Antiseizure pill offers hope for people with alcohol use disorder

The antiseizure medication topiramate appears to reduce heavy drinking in individuals with alcohol use disorder (AUD) by attenuating alcohol cue-elicited brain activation and craving, as shown in a recent study.

A gamma-aminobutyric acid (GABA)/glutamate modulator, topiramate exerts multiple pharmacologic effects that inhibit neuronal activity. The drug is believed to help with alcohol dependence by inhibiting alcohol-induced dopamine release in the reward-related mesolimbic dopamine pathways. This can happen as a result of GABA neurotransmission enhancement and/or glutamatergic neurotransmission blockage, according to the investigators. [Int J Neuropsychopharmacol 2014;17:1541-1544; Curr Opin Psychiatry 2019;32:255-265]

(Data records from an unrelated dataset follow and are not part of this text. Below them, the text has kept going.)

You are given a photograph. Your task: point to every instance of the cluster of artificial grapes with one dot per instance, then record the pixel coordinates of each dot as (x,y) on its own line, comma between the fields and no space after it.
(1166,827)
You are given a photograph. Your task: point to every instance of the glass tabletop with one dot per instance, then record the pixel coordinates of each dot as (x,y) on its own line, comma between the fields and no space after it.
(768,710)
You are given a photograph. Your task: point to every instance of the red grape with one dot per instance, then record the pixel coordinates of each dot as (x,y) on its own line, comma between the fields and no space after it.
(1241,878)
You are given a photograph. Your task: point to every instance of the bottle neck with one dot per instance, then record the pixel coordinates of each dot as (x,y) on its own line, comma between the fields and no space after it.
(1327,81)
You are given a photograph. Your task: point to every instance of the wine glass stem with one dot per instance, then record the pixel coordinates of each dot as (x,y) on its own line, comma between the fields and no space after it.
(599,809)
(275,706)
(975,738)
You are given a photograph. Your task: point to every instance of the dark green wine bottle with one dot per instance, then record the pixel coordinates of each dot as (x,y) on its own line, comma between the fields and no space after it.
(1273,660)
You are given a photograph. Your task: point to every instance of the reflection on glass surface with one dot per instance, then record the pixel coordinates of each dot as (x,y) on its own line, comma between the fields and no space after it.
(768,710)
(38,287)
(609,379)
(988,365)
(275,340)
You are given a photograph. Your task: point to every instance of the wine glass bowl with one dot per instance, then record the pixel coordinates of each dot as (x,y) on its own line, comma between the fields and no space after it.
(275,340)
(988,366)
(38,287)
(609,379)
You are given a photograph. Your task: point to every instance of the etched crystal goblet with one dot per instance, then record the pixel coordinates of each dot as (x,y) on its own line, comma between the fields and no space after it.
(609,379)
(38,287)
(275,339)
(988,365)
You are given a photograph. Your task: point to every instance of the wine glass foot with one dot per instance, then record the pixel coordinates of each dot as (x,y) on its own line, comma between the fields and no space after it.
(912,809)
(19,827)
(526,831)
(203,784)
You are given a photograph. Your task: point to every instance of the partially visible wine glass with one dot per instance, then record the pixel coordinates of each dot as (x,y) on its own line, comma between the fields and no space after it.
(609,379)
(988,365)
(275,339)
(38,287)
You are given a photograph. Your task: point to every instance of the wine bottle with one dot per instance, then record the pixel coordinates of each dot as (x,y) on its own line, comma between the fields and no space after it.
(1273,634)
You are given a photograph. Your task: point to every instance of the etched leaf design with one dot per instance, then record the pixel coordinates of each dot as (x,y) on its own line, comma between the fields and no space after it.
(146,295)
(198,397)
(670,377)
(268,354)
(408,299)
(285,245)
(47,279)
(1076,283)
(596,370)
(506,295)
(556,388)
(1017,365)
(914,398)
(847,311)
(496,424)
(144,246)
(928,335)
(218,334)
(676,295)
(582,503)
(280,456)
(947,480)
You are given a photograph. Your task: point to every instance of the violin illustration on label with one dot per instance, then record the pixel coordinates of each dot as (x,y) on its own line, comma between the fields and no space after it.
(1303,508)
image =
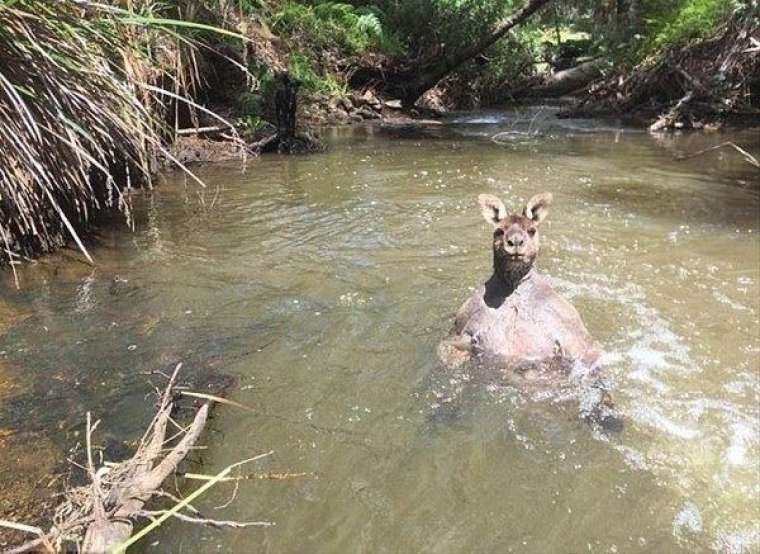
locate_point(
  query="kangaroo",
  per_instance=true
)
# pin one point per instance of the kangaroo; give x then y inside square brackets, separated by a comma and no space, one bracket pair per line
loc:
[516,328]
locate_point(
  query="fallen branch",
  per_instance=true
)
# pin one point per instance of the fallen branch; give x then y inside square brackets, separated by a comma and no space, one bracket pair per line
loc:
[749,158]
[99,517]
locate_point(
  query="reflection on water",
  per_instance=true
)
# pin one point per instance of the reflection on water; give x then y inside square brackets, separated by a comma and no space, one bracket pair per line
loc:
[323,284]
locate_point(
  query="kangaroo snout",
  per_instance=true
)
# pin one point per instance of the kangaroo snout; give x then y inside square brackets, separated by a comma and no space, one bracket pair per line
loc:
[515,242]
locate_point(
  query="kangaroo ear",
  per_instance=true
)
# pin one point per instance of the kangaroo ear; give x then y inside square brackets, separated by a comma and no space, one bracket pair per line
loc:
[492,208]
[537,207]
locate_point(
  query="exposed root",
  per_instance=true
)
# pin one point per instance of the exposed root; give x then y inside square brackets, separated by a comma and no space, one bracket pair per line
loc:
[711,81]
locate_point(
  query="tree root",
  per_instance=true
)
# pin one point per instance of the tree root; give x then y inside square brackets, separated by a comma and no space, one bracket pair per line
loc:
[99,517]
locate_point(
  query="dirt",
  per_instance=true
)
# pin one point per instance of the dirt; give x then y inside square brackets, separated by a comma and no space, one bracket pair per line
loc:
[28,481]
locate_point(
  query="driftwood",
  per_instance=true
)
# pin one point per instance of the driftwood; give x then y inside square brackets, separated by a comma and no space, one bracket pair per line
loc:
[569,80]
[749,158]
[410,81]
[708,81]
[100,516]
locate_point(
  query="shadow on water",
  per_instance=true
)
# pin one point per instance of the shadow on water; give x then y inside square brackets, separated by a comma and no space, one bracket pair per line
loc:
[322,285]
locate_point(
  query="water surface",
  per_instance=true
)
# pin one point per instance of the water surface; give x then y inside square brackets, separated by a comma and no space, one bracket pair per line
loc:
[323,284]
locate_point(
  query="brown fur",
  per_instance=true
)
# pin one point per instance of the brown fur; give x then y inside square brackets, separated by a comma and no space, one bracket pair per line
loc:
[516,323]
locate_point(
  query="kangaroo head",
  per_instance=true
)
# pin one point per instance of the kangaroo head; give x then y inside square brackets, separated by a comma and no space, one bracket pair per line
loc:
[515,236]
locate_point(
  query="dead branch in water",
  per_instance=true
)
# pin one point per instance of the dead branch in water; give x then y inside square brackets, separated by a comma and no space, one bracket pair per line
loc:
[749,158]
[99,517]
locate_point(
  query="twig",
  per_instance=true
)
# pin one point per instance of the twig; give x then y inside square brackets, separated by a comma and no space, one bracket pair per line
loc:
[205,521]
[749,158]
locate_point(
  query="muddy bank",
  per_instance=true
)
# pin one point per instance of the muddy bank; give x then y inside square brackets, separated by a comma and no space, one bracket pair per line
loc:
[710,83]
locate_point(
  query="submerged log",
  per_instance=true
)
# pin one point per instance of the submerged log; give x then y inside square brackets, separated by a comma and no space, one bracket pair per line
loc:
[286,140]
[409,83]
[569,80]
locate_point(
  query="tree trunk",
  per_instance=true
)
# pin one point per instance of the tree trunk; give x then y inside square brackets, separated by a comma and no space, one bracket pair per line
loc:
[409,84]
[569,80]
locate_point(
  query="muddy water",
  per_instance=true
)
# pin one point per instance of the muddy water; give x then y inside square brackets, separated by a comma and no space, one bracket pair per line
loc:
[323,284]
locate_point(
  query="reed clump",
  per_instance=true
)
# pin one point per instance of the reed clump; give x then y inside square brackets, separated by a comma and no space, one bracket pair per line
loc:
[74,132]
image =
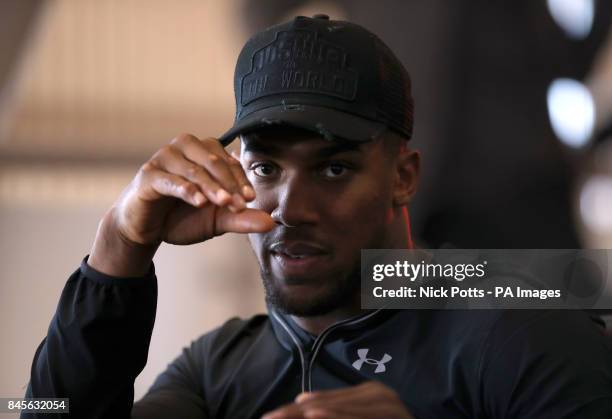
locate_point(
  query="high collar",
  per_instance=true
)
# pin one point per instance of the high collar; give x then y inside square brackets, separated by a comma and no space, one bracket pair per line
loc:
[290,334]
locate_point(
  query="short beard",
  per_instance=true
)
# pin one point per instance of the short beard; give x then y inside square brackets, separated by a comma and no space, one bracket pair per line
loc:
[337,295]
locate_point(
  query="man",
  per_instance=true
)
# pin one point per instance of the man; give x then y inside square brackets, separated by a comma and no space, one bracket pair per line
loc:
[324,111]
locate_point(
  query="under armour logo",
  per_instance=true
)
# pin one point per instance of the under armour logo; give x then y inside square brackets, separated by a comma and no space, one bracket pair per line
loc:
[380,365]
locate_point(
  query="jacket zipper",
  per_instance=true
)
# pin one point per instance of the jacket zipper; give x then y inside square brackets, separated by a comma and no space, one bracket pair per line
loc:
[316,346]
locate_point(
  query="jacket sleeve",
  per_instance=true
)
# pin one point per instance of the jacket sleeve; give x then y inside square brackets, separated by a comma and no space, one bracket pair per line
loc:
[97,343]
[555,364]
[178,392]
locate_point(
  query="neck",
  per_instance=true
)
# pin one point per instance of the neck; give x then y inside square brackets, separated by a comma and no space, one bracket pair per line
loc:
[399,238]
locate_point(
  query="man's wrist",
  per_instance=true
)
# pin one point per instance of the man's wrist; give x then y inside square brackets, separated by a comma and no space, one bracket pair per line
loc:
[114,255]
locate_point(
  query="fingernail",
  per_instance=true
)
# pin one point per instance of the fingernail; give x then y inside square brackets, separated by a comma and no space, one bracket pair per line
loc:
[248,192]
[223,196]
[198,197]
[303,397]
[238,201]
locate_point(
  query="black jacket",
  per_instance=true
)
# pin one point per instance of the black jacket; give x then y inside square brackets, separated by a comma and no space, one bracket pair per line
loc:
[443,363]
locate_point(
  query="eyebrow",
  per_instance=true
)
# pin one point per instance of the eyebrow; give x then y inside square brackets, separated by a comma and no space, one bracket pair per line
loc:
[253,145]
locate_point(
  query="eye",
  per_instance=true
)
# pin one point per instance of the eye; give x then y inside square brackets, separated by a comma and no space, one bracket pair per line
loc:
[264,169]
[334,170]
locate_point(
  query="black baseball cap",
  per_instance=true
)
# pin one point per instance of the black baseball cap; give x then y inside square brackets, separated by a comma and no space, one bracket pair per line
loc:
[332,77]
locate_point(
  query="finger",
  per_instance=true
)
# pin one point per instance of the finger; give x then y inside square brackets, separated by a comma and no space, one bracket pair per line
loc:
[349,398]
[209,153]
[318,413]
[290,411]
[168,184]
[172,160]
[247,221]
[246,188]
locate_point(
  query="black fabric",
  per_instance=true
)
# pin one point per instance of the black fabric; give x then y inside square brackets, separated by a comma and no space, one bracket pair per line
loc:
[443,364]
[323,75]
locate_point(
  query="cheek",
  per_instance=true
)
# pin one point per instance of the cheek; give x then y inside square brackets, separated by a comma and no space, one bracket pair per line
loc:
[363,210]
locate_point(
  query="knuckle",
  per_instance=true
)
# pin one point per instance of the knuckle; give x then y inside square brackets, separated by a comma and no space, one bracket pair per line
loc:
[185,188]
[193,170]
[210,141]
[149,166]
[181,139]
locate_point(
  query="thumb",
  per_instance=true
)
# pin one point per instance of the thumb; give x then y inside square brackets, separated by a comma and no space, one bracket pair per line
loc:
[247,221]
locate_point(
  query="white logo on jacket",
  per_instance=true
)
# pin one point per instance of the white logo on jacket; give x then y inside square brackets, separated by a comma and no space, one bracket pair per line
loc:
[363,358]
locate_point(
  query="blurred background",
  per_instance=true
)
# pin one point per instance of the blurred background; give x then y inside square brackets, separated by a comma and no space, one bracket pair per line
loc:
[513,117]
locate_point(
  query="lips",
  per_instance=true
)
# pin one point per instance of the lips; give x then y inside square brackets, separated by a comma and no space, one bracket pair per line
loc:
[297,249]
[298,259]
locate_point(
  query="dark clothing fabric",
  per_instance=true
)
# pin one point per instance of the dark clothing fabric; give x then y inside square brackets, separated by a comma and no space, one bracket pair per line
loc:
[443,363]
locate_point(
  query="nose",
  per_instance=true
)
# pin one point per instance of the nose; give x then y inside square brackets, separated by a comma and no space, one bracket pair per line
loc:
[296,203]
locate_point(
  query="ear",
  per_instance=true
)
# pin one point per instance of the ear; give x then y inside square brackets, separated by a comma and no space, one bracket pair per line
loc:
[407,166]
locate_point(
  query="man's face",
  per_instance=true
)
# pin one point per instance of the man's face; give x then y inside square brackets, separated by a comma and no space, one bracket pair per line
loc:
[329,200]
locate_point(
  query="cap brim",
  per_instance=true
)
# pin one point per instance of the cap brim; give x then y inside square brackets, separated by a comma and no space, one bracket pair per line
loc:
[329,123]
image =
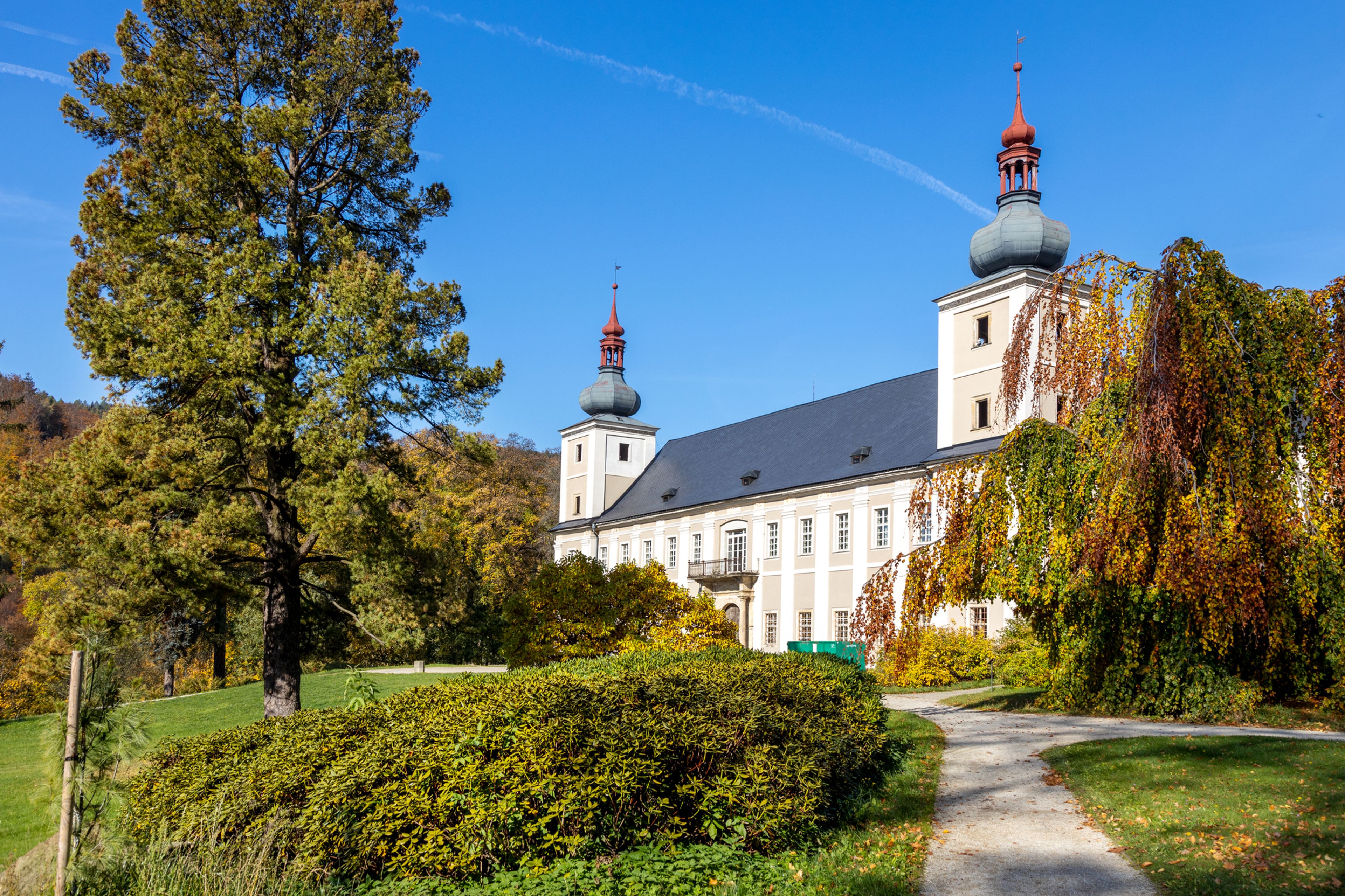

“This suppression of alcohol-induced dopamine release could decrease the reinforcing effects of alcohol. Over time, repeated reductions in alcohol-induced reinforcement may devalue the rewarding properties of alcohol cues and attenuate the motivation (ie, craving) to consume alcohol,” they explained. [Lancet 2003;361:1677-1685]

In the study, the investigators looked at the functional magnetic resonance imaging (fMRI) data of 22 adult AUD patients with heavy alcohol consumption; 12 had been randomized to receive topiramate (maximal daily dosage of 200 mg/day) and the remaining eight to receive placebo for 6 weeks. These patients had sought treatment voluntarily to either quit drinking or reduce their consumption to safe levels (<3 standard drinks per day and 12 drinks per week for men; <2 drinks per day and 8 drinks per week for women).

Results of the fMRI alcohol cue-reactivity tasks showed that at treatment conclusion, topiramate led to a marked reduction in alcohol cue-elicited activation of the left ventral striatum (VS), bilateral orbitofrontal cortex (OFC), and medial OFC, alcohol cue-elicited craving, and heavy drinking days compared with placebo. [Neuropsychopharmacology 2021;46:1414-1420]

Interestingly, the reduction in alcohol cue-elicited activation in the medial OFC translated to decreased craving, whereas the diminished activation observed in the right VS, right OFC, and medial OFC correlated with a drop in heavy drinking days.

“Because our data are correlational, it is not possible to determine whether the attenuation of brain responses to alcohol cues in the VS and OFC is a cause or effect of the changes in heavy drinking,” the investigators noted.

“However, posthoc analyses examining whether changes in heavy drinking days were associated with changes in global resting cerebral blood flow from baseline to scan 2 showed no correlation (p=0.18). Although replication of these findings is needed, it is possible that topiramate reduces heavy drinking by reducing the value of alcohol cues and alcohol reward,” they added.

Even with the small sample size and the inability to correct for multiple regions of interests, the study was able to perform a baseline scan. This scan ensured that the medication groups did not have pre-existing differences in alcohol cue reactivity and cerebral blood flow.

“Topiramate has a long titration period, and consequently, patients were scanned after about 6 weeks of dosing, including a full week at maximum dosage. Although this approach allowed for a more accurate assessment of topiramate’s effects, the long interval between scans led to patient attrition,” they said.